Publicação: 04/11/2016 03:00

A escolta de um preso até a presença do juiz envolve uma logística complexa que reúne viatura, combustível, motorista, policiais e, dependendo da distância, alimentação e diárias. Isso representa um enorme gasto de recursos públicos. Um projeto do governo de Pernambuco, no entanto, enseja no futuro reduzir radicalmente as operações de deslocamento de apenados e dar celeridade aos processos, ingressando de vez o sistema judiciário na era digital e colocando o estado na vanguarda do moderno direito no país.
Está em fase piloto o projeto de Videoconferência Judiciária que prevê uma significativa economia do erário assim que passar a funcionar. Engendrado pela câmara de articulação do Pacto pela Vida – que reúne servidores do Ministério Público, da Defensoria Pública, do Tribunal de Justiça, entre outras entidades – o plano propõe a incorporação do sistema judiciário do estado às novas tecnologias de imagem e som para a realização de audiências e julgamentos virtuais nas unidades prisionais e socioeducativas de Pernambuco.

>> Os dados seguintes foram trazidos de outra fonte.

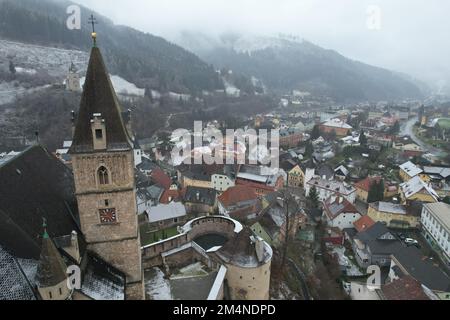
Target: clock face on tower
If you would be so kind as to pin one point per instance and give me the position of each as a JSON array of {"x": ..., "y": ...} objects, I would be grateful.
[{"x": 108, "y": 215}]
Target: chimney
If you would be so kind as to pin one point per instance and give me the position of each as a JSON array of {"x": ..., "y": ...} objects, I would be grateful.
[
  {"x": 129, "y": 124},
  {"x": 98, "y": 128},
  {"x": 72, "y": 119},
  {"x": 74, "y": 246}
]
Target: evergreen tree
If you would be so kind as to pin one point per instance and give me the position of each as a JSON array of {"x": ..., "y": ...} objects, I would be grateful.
[
  {"x": 362, "y": 138},
  {"x": 315, "y": 133},
  {"x": 395, "y": 128},
  {"x": 12, "y": 67},
  {"x": 309, "y": 149},
  {"x": 313, "y": 197}
]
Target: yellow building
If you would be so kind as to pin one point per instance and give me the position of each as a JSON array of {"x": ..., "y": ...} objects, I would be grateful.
[
  {"x": 296, "y": 176},
  {"x": 409, "y": 170},
  {"x": 393, "y": 215},
  {"x": 417, "y": 190}
]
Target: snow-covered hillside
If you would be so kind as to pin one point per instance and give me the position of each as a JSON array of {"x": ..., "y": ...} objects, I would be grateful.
[{"x": 29, "y": 58}]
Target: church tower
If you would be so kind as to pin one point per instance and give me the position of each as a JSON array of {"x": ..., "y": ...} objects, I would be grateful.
[
  {"x": 73, "y": 79},
  {"x": 103, "y": 168}
]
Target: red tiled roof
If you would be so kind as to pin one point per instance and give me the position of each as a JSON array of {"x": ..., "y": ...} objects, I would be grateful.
[
  {"x": 406, "y": 288},
  {"x": 363, "y": 223},
  {"x": 161, "y": 178},
  {"x": 174, "y": 195},
  {"x": 366, "y": 183},
  {"x": 237, "y": 194},
  {"x": 347, "y": 207}
]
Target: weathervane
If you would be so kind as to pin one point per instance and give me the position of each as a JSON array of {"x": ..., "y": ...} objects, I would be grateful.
[{"x": 93, "y": 21}]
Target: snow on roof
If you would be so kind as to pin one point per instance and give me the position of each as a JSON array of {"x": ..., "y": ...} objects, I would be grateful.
[
  {"x": 237, "y": 225},
  {"x": 415, "y": 185},
  {"x": 166, "y": 211},
  {"x": 440, "y": 210},
  {"x": 335, "y": 186},
  {"x": 252, "y": 177},
  {"x": 337, "y": 123},
  {"x": 391, "y": 208},
  {"x": 442, "y": 171},
  {"x": 342, "y": 169},
  {"x": 410, "y": 169},
  {"x": 214, "y": 293},
  {"x": 13, "y": 284}
]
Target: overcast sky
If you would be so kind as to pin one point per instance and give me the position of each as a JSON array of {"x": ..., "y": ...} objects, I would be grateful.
[{"x": 413, "y": 35}]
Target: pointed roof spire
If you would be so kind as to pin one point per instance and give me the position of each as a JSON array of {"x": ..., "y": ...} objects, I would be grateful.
[
  {"x": 99, "y": 97},
  {"x": 52, "y": 268},
  {"x": 44, "y": 226}
]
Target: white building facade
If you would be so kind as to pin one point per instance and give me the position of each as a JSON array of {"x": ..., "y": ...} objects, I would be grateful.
[{"x": 435, "y": 220}]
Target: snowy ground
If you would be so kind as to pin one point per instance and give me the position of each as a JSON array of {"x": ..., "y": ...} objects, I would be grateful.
[
  {"x": 28, "y": 58},
  {"x": 156, "y": 286},
  {"x": 352, "y": 269}
]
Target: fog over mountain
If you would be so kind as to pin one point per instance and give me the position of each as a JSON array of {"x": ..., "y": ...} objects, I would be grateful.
[{"x": 411, "y": 38}]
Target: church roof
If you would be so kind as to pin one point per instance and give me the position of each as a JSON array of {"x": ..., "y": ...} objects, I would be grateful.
[
  {"x": 51, "y": 269},
  {"x": 35, "y": 185},
  {"x": 99, "y": 97}
]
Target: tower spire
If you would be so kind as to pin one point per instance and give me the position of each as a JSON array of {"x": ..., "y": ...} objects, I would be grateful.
[
  {"x": 44, "y": 226},
  {"x": 93, "y": 22}
]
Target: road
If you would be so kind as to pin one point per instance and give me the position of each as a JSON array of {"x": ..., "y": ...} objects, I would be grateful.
[
  {"x": 302, "y": 279},
  {"x": 406, "y": 129}
]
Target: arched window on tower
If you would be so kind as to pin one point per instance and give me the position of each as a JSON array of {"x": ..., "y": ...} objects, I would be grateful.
[{"x": 103, "y": 176}]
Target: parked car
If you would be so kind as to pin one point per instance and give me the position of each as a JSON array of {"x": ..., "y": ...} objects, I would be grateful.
[{"x": 411, "y": 242}]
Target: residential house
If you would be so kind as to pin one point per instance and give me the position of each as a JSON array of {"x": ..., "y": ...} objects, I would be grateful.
[
  {"x": 340, "y": 213},
  {"x": 271, "y": 223},
  {"x": 238, "y": 200},
  {"x": 439, "y": 177},
  {"x": 409, "y": 149},
  {"x": 165, "y": 216},
  {"x": 295, "y": 175},
  {"x": 406, "y": 288},
  {"x": 363, "y": 223},
  {"x": 393, "y": 215},
  {"x": 410, "y": 262},
  {"x": 436, "y": 227},
  {"x": 290, "y": 137},
  {"x": 328, "y": 188},
  {"x": 375, "y": 245},
  {"x": 262, "y": 183},
  {"x": 409, "y": 170},
  {"x": 338, "y": 126},
  {"x": 161, "y": 178},
  {"x": 363, "y": 188},
  {"x": 417, "y": 190},
  {"x": 200, "y": 200},
  {"x": 194, "y": 176},
  {"x": 224, "y": 179}
]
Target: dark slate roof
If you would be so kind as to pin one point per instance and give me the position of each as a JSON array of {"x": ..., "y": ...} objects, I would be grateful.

O ordenamento jurídico do novo Código de Processo Civil (Lei nº 13.105/2015) prevê a prática de atos processuais através desse meio eletrônico nos artigos 236, 385, 453, 461 e 937. Afora a economia e a rapidez processual, a videoconferência permite o interrogatório do réu preso ou a oitiva de testemunhas, por exemplo, sem maiores movimentações. Para isso basta que a unidade prisional disponha de uma sala equipada com o aparato tecnológico necessário para se conectar ao fórum a fim de que a autoridade judiciária realize a audiência em tempo real.
Para se ter uma ideia da economia que a adoção da videoconferência pode trazer para o estado – cuja população carcerária é de cerca 31 mil presos –, o período entre maio de 2015 a abril deste ano, a distância total coberta no deslocamento desses detentos até a presença do magistrado foi algo próximo de 280 mil quilômetros. Ou seja, o suficiente para dar sete voltas ao redor do planeta. São mais de R$ 600 mil gastos por mês pelo erário nessa atividade, que se justifica no amparo constitucional que o preso tem a um justo julgamento.
A tecnologia audiovisual já é usada com êxito há algum tempo pelo poder judiciário dos Estados Unidos e de alguns países da Europa. Até agora o sistema não apresentou qualquer prejuízo aos direitos individuais dos presos. Ao contrário, preza pela dignidade humana ao evitar tentativas de fuga ou de constrangimento às testemunhas. No Brasil, o governador de São Paulo, Geraldo Alckmin, já manifestou interesse em seguir a iniciativa do governo de Pernambuco, cujo trabalho vem acompanhando o espírito inovador que sempre marcou a nossa história. Especialmente no campo jurídico. Afinal, aqui sediou a primeira faculdade de direito do país.